(September 16, 2010 at 1:05 pm)tackattack Wrote:(September 13, 2010 at 6:31 pm)theVOID Wrote:
I am not farmiliar with the arguement and don't really have time to research it. I think I stopped at post 12, only for time constraints, but here's my opinion on the OP.
It is an uninformed dichotomy and given the options present I would choose 1. I believe 2 is also true. Morality, however as this is leading to is, is defined as subjective morality while we're trying to explain that God is an objective morality thus it's more along the lines of an equivocation fallacy. I don't get my subjective morals from God, but from myself. Then there are societal morals by which a society calls itself civilized. I do however model my morality towards the objective moraility of God rather to the shifting virtues of society.

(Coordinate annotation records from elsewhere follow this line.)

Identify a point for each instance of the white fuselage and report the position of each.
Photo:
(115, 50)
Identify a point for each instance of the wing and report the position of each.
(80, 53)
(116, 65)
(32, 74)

Thanks for actually answering the question coherently, you could teach these theist kids a thing or two

Let shift this explicitly to authoritative morality - Is god the authoritative and final source for what is morally good? I know you get your morality from yourself, this is a given and acknowledges your morality is not necessarily that of God, but when this is considered "wrong" morality rather than "subjective" morality, do you still see all final decisions about what is morally good and morally evil down to the judgement of God?
And if that is the case then would it be fair to say that because morality is judged by God if there were a hypothetical god who judged rape moral then in that possible world rape would in fact be moral? Or perhaps a more close-to-home example, If Yahweh does actually think eating shellfish is immoral does this actually make eating shellfish immoral?